Lydia’nın ihtişamını sağlayan altınlar belkide böyle oluştu.Lydia krallığının ihtişamını sağlayan altınlar bugün ki adı Salihli’de ki Bozdağ olan Tmoloslar’dan doğup, Gediz ırmağına dökülen Sartçayı ‘nda altın pulcukları şeklinde idi. Bu zenginlik Arkhiloktos, Herodotos ve Sfokles’den başlayıp Strabon ve Plinius dahil Bizans yazarı Tzestes’e kadar övgüyle bahsedilmiştir. Çok sayıdaki bu Yunan, Latin ve Bizans yazarların hepsi Lydia’nın bu ihtişamının ana nedeni olarak Paktolos çayında ki altın olduğu konusunda görüş birliği içindedirler.
Güre köylülerinin bu bilgilerden haberi olması gerekmiyordu. Ama muhtemelen, New York’ta ki Metropolitan Sanat Müzesi’nin o günkü müdürü Dr.Dietrich von Bothmer’in bilgisi vardı.

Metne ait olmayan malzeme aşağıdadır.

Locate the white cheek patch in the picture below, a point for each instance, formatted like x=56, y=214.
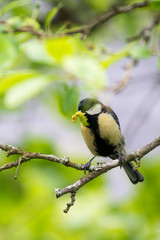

New Yorklu antikacı John Klejman ,bu eserleri müzeye önerdiğinde, müze müdürü satın almakta tereddüt etmedi.Ama yine paylaşılamadı. Türkiye Cumhuriyeti olarak,dava açdık .Davayı kazandık. 1993 yılında eserler Türkiye’ye getirtildi. Yine paylaşılamadı. Sergilendiği Uşak müzesinden çalındı.
Magmanın derinliklerinden çıkıp ,yeryüzünün en üst noktalarına çıktıktan sonra tekrar yeryüzüne dökülen,oluşması için milyonlarca ve milyonlarca yılın geçmesi gereken altın,insanlara zenginlik ve medeniyet getirmesi gereken altın, şimdi yeni sahiplerinin
elinde.Muhtemelen yeni acılar doğuracak ve yeni canlar alacak.
Ömer GÜNAY
*Bu öyküde geçen tüm yer ve tarih ve şahıs bilgileri belgelere dayalıdır.